(442g) Predicting Interactions of A? and the NMDA Receptor Using Molecular Docking and Simulations | AIChE

(442g) Predicting Interactions of A? and the NMDA Receptor Using Molecular Docking and Simulations


Wesselborg, C. - Presenter, Rensselaer Polytechnic Institute
Vangaveti, S., University at Albany
Despite decades of research, the fundamental molecular mechanism of Alzheimer’s disease (AD) is unknown. Aβ, a 40-42 amino acid long peptide, has been proposed as a central molecule in pathogenesis. Two mutations of the second residue in the N-terminus of Aβ have opposite effects in developing the disease.

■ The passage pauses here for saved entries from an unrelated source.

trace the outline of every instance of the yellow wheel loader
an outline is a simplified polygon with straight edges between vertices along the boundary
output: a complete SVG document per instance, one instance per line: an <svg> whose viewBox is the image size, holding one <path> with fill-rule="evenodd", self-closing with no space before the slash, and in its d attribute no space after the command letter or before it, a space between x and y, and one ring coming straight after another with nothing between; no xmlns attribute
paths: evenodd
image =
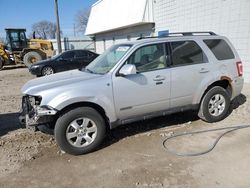
<svg viewBox="0 0 250 188"><path fill-rule="evenodd" d="M27 39L26 29L7 28L6 44L0 43L0 69L4 65L24 63L30 67L54 55L52 43L43 39Z"/></svg>
<svg viewBox="0 0 250 188"><path fill-rule="evenodd" d="M4 49L4 44L0 43L0 70L9 63L9 56Z"/></svg>

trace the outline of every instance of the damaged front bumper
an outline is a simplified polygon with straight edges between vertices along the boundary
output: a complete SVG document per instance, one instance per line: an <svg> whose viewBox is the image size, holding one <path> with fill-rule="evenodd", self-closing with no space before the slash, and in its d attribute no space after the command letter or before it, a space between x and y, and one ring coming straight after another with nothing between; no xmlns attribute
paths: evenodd
<svg viewBox="0 0 250 188"><path fill-rule="evenodd" d="M19 120L27 128L52 123L55 120L57 110L49 106L40 106L41 100L37 96L23 96Z"/></svg>

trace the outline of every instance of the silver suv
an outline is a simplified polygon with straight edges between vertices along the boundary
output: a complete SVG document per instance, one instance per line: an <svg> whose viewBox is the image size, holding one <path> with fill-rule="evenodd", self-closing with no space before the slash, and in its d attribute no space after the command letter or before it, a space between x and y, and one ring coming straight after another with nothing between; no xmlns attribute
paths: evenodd
<svg viewBox="0 0 250 188"><path fill-rule="evenodd" d="M226 37L173 33L116 44L85 69L29 81L20 119L52 130L62 150L78 155L121 124L190 109L220 121L242 87L242 63Z"/></svg>

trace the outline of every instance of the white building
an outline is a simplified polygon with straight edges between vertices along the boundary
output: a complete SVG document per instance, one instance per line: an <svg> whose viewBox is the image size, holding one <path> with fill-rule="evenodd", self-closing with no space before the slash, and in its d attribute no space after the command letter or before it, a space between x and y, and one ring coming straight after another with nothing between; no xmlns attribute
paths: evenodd
<svg viewBox="0 0 250 188"><path fill-rule="evenodd" d="M164 32L213 31L227 36L250 82L250 0L99 0L86 35L102 53L112 44Z"/></svg>

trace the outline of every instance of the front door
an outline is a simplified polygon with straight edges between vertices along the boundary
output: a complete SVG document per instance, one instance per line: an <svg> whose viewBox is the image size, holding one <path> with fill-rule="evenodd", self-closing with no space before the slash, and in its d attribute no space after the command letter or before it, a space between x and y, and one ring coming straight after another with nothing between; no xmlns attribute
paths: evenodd
<svg viewBox="0 0 250 188"><path fill-rule="evenodd" d="M170 70L166 59L164 44L144 46L125 62L134 64L137 74L113 75L114 101L119 119L169 108Z"/></svg>

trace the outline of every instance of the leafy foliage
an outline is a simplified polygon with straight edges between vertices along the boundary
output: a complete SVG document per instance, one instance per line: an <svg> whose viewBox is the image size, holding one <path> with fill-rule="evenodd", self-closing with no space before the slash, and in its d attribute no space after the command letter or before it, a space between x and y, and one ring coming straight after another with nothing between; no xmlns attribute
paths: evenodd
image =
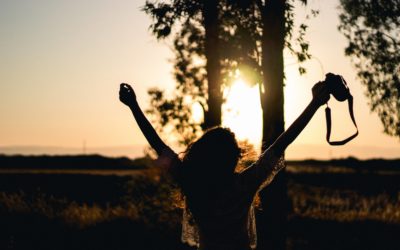
<svg viewBox="0 0 400 250"><path fill-rule="evenodd" d="M309 44L305 39L308 26L301 24L294 35L294 1L286 1L285 46L300 63L300 73L305 73L301 63L311 57L308 53ZM305 0L301 2L307 3ZM165 133L167 125L175 128L167 130L174 131L181 144L188 144L204 128L204 123L192 119L192 106L199 104L204 114L210 109L207 106L203 4L202 1L146 1L143 8L153 20L150 30L158 39L173 37L175 54L175 90L169 98L160 89L149 90L151 106L148 113L152 115L159 131ZM219 1L218 36L222 88L229 88L238 77L238 72L250 85L261 84L263 81L262 34L263 29L269 28L263 26L263 5L262 1ZM318 11L311 11L311 16L317 14Z"/></svg>
<svg viewBox="0 0 400 250"><path fill-rule="evenodd" d="M301 1L304 5L307 4L307 0ZM311 59L311 54L308 49L310 47L309 42L306 40L305 36L307 33L308 25L306 23L301 23L297 30L297 35L294 37L294 11L293 11L293 1L286 2L286 39L285 39L285 47L293 54L297 61L299 62L299 73L300 75L305 74L307 72L306 68L304 68L301 63ZM319 15L318 10L311 10L311 15L308 14L306 16L306 20L310 18L315 18ZM293 42L294 40L294 42ZM296 45L298 48L294 47Z"/></svg>
<svg viewBox="0 0 400 250"><path fill-rule="evenodd" d="M177 92L185 91L178 89ZM161 132L167 132L168 128L175 132L179 144L188 145L196 138L200 125L193 120L191 106L185 100L185 96L174 93L173 98L167 98L164 91L153 88L148 91L150 106L147 110L153 118L153 124ZM182 92L181 92L182 93Z"/></svg>
<svg viewBox="0 0 400 250"><path fill-rule="evenodd" d="M372 111L400 137L400 1L341 0L339 30L348 39Z"/></svg>

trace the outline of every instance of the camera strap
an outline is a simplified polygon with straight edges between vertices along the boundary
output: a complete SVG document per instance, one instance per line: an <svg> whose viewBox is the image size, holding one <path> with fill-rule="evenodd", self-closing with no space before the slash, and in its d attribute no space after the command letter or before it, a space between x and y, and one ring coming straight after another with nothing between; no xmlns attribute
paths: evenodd
<svg viewBox="0 0 400 250"><path fill-rule="evenodd" d="M327 106L326 109L325 109L326 141L332 146L344 145L344 144L348 143L349 141L353 140L358 135L358 127L357 127L357 123L356 123L356 120L354 118L354 112L353 112L353 96L350 93L349 93L349 97L348 97L347 103L349 104L349 113L350 113L351 120L353 121L353 124L356 127L357 131L352 136L350 136L350 137L348 137L348 138L346 138L344 140L341 140L341 141L331 141L331 139L330 139L331 130L332 130L331 109L329 108L329 106Z"/></svg>

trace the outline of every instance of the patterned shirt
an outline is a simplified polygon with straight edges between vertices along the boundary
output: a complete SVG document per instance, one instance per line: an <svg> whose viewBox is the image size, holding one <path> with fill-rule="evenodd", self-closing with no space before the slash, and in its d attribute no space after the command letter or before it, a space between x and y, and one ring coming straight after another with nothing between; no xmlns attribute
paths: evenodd
<svg viewBox="0 0 400 250"><path fill-rule="evenodd" d="M171 149L165 150L158 161L173 175L182 167ZM254 249L257 244L252 204L254 196L271 183L284 166L283 157L277 156L269 148L255 163L234 173L232 185L216 190L207 201L210 203L206 206L207 211L192 213L190 206L186 205L182 219L182 241L199 250Z"/></svg>

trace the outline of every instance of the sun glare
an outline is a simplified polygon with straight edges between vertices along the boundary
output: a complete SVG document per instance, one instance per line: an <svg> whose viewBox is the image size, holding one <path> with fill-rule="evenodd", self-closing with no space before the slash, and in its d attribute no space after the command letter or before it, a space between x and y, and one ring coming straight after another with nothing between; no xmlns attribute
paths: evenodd
<svg viewBox="0 0 400 250"><path fill-rule="evenodd" d="M262 110L258 86L249 86L237 79L225 90L222 125L235 132L239 140L248 140L258 149L261 144Z"/></svg>
<svg viewBox="0 0 400 250"><path fill-rule="evenodd" d="M201 105L198 102L195 102L192 105L192 118L196 123L201 123L204 119L204 111Z"/></svg>

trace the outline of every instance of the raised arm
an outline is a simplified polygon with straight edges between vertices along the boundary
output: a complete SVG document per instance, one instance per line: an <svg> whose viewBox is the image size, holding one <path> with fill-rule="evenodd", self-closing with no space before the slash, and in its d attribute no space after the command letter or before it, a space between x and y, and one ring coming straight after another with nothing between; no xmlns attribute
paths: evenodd
<svg viewBox="0 0 400 250"><path fill-rule="evenodd" d="M329 91L323 82L318 82L312 88L313 99L304 109L303 113L283 132L272 144L271 149L276 155L282 155L286 148L303 131L320 106L328 102Z"/></svg>
<svg viewBox="0 0 400 250"><path fill-rule="evenodd" d="M160 156L166 150L170 150L169 147L161 140L160 136L143 114L143 111L140 109L136 100L135 92L129 84L121 83L119 89L119 99L131 109L140 130L157 154Z"/></svg>
<svg viewBox="0 0 400 250"><path fill-rule="evenodd" d="M322 82L315 84L312 92L313 99L303 113L276 139L271 147L261 154L253 165L241 172L242 181L250 193L253 194L268 185L279 170L285 166L282 158L283 152L303 131L318 108L329 100L329 92Z"/></svg>

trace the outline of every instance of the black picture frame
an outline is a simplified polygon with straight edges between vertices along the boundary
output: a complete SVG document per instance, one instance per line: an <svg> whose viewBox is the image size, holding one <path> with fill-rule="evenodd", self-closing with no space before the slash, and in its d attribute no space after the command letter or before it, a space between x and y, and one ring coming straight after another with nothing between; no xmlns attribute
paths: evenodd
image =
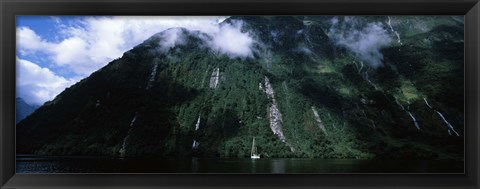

A2T is a neuroprotective variant and A2V is a causative mutation. Another protein of interest, when studying Alzheimer’s pathology, is the NMDA receptor (NMDAR), a post-synaptic receptor family critical to neuroplasticity and consequently learning and memory. The NMDAR protein is composed of four subunits and is activated by the coincidence of glutamate and glycine together with a membrane depolarization. Several treatments for AD focus on regulating the activity of NMDAR through inhibition, e.g., memantine. While there is evidence that suggests a link between Alzheimer’s via direct or indirect interactions between the NMDA receptor with Aβ, the structural details and binding modes remains largely unknown. The goal of this study is to use in silico methods (molecular docking and simulations), to provide insight into NMDA - Aβ interactions and guide experiments that can elucidate their role in Alzheimer’s pathogenesis. Our methodology includes an ab-initio rigid body docking step, to generate unbiased interaction models of the NMDAR- Aβ complex and discover preferred Aβ binding regions on NMDAR. This is then followed by a flexible docking step to predict a more representative structure of the Aβ peptide:NMDAR complex, and a molecular dynamics simulation step to study the strength and stability of the complexes in an environment that closely represents in vivo conditions. We find that a single amino acid substitution with known changes to developing AD results in distinct interaction profiles in our rigid body docking experiments. We also find overlaps between active molecule binding locations and predicted docking models with all Aβ isoforms.